Based on several true triaxial hydraulic fracturing experiments, fracture initiation and propagation behavior were studied for tight sandstone–coal interbedded formations. Conclusions were summarized as follows.

Fracture morphology differed when the fracture initiated from sandstone or coal. The fracture geometry was simple when the fracture initiated from the sandstone layer; in most cases, the fracture propagated perpendicular to the direction of the minimum horizontal stress. When the fracture initiated from the coal layer, the fracture morphology was more complex with three main patterns: (1) The hydraulic fracture initiated and propagated alongside the natural fracture, partially diverging due to in situ stress and forming secondary fractures. (2) The hydraulic fracture initiated and propagated in the direction of the maximum horizontal stress. (3) Multiple fractures initiated and propagated simultaneously.

Operation parameters (fracturing fluid viscosity and injection rate) would significantly affect the fracture propagation and penetration behavior. Appropriate viscosity as well as injection rate would ensure a large vertical propagation distance of the fracture and increase the possibility of a fracture network forming. Too low a viscosity or injection rate of fluids would cause leakage through weak planes and as a result forming multiple fractures with limited fracture height. Too high a viscosity or injection rate of fluids would lead to forming a single fracture with lower SRV. Additionally, comparing with operation parameters, the natural weak plane characteristics (such as development of weak planes and distribution) of coal were the main controlling factor.

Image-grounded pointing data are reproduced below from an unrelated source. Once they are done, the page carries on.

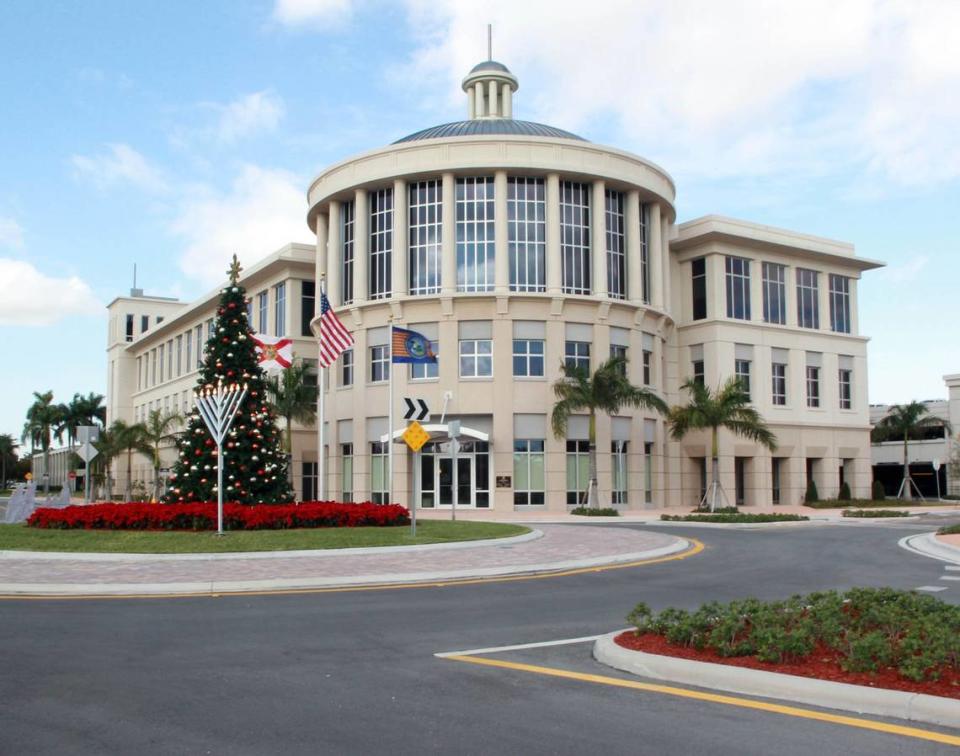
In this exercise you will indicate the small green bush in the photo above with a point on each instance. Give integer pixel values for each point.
(595, 512)
(735, 518)
(875, 513)
(869, 628)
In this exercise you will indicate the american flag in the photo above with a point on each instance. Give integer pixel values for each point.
(334, 337)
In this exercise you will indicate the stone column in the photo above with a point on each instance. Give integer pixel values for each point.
(334, 253)
(631, 220)
(554, 261)
(320, 264)
(502, 254)
(400, 254)
(598, 239)
(361, 246)
(655, 253)
(448, 251)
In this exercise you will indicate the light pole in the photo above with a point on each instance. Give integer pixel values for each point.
(218, 406)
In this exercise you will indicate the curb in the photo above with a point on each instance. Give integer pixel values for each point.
(107, 556)
(915, 707)
(94, 590)
(926, 544)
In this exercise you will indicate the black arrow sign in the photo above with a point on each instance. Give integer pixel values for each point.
(417, 409)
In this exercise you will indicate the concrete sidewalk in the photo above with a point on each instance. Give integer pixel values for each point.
(554, 548)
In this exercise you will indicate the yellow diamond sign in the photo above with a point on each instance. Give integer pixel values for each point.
(415, 436)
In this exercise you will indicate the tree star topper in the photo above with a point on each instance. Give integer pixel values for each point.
(234, 270)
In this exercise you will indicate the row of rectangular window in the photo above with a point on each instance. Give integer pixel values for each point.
(474, 234)
(773, 279)
(476, 360)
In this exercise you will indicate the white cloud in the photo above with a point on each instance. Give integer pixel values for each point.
(250, 114)
(11, 233)
(32, 298)
(317, 13)
(120, 165)
(263, 210)
(720, 89)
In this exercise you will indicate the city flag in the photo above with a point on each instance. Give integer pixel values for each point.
(410, 346)
(334, 337)
(273, 352)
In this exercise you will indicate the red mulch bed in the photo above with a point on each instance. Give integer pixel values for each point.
(823, 664)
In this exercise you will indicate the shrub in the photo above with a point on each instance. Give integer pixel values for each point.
(595, 511)
(735, 518)
(874, 513)
(869, 628)
(203, 516)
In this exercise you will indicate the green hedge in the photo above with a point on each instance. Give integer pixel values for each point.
(869, 628)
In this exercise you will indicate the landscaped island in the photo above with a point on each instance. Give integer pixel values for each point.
(877, 637)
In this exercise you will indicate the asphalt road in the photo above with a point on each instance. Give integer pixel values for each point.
(355, 671)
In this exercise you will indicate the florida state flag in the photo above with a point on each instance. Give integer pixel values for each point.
(273, 352)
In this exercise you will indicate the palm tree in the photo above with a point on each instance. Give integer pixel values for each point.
(728, 407)
(158, 429)
(293, 398)
(43, 417)
(904, 421)
(606, 391)
(129, 439)
(8, 450)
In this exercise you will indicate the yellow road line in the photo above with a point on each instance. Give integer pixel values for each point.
(696, 548)
(745, 703)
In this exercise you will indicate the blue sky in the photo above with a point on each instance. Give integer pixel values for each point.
(172, 134)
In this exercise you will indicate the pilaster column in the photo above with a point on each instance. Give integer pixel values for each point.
(502, 259)
(401, 240)
(655, 253)
(334, 266)
(598, 239)
(448, 250)
(361, 246)
(631, 220)
(665, 270)
(320, 264)
(554, 262)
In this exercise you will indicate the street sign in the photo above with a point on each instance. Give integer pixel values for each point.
(87, 452)
(415, 436)
(417, 409)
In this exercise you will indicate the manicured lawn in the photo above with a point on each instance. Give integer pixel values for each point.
(20, 537)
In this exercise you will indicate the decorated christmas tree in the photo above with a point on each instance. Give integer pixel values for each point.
(255, 468)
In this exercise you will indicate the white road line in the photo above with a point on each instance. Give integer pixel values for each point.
(519, 646)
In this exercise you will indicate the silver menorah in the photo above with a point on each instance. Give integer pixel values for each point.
(218, 407)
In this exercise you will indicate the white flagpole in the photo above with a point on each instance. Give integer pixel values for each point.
(321, 380)
(390, 417)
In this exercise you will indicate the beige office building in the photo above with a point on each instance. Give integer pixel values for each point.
(516, 247)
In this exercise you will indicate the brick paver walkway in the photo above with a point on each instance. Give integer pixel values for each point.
(560, 547)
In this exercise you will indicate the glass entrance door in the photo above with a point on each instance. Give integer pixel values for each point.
(464, 481)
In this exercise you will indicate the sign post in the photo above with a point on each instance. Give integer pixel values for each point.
(415, 437)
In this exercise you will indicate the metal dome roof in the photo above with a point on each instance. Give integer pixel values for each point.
(491, 127)
(489, 65)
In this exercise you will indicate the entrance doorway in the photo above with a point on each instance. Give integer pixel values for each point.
(473, 475)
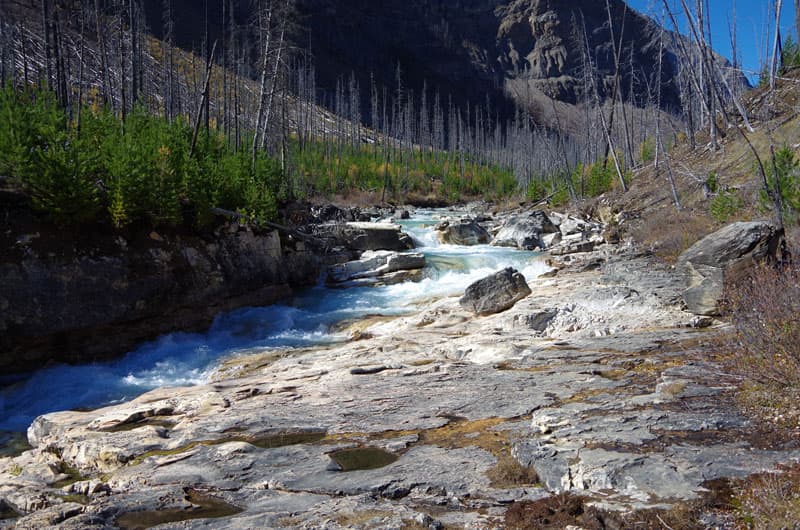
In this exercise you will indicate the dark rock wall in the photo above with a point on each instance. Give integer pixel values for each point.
(65, 300)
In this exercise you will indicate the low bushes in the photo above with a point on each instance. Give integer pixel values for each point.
(765, 312)
(138, 171)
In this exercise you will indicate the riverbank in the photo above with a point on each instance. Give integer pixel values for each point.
(598, 383)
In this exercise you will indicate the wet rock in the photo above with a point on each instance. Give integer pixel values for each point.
(463, 232)
(328, 213)
(725, 255)
(536, 321)
(495, 293)
(376, 236)
(573, 247)
(137, 292)
(526, 231)
(374, 265)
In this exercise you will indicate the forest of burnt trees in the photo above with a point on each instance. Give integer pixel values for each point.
(251, 95)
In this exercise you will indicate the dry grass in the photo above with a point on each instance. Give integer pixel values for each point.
(669, 232)
(765, 312)
(508, 472)
(770, 501)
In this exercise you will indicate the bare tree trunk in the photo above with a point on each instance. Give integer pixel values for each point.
(274, 80)
(80, 70)
(263, 89)
(203, 99)
(773, 71)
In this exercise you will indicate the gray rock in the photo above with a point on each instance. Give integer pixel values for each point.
(525, 231)
(376, 236)
(373, 265)
(495, 293)
(723, 256)
(573, 248)
(136, 291)
(537, 321)
(464, 232)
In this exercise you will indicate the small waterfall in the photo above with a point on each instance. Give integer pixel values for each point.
(306, 320)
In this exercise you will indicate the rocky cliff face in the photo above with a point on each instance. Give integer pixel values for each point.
(69, 296)
(478, 48)
(505, 52)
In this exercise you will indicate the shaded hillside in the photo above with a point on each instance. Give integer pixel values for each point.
(479, 47)
(503, 51)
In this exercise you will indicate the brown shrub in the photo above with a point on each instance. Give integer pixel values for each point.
(765, 312)
(669, 232)
(508, 472)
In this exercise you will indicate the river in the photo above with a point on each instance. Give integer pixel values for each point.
(307, 319)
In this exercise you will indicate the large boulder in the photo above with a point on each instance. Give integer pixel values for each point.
(363, 236)
(495, 293)
(376, 268)
(724, 255)
(525, 231)
(463, 232)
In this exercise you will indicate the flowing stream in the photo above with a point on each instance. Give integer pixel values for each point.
(307, 319)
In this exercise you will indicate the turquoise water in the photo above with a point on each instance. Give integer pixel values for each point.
(307, 319)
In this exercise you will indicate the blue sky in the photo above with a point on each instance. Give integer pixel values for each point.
(753, 33)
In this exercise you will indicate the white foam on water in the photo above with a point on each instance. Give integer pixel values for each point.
(189, 358)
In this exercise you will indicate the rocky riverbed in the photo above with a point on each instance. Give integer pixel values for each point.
(597, 383)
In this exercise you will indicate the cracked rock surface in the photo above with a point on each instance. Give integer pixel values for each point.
(598, 381)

Pressure curves differed markedly when the fracture initiated from different layers. The fracture initiation pressure was high in the sandstone comparing to that in the coal layer. Affected by natural fractures, the breakdown pressure varied in a wide range when the initiation position was located in the coal. Also, the more complex the connection between main fractures and secondary fractures, the more severe the curve fluctuation would be.

During the process of co-exploitation, not only complex fracture networks were required in the coal seam, but also enough vertical propagation distance of the main fractures was needed to connect multiple gas layers. When the natural fractures were well developed in the coal layer, it was recommended to fracture tight sandstone layers first to improve the stimulation effects. At the same time, a mixed fracturing method can be used: a high-viscosity fracturing fluid was adopted first to form wide main fractures and followed by a degradable fiber active water fracturing fluid to increase SRV, lowering leakage and increasing fracture height.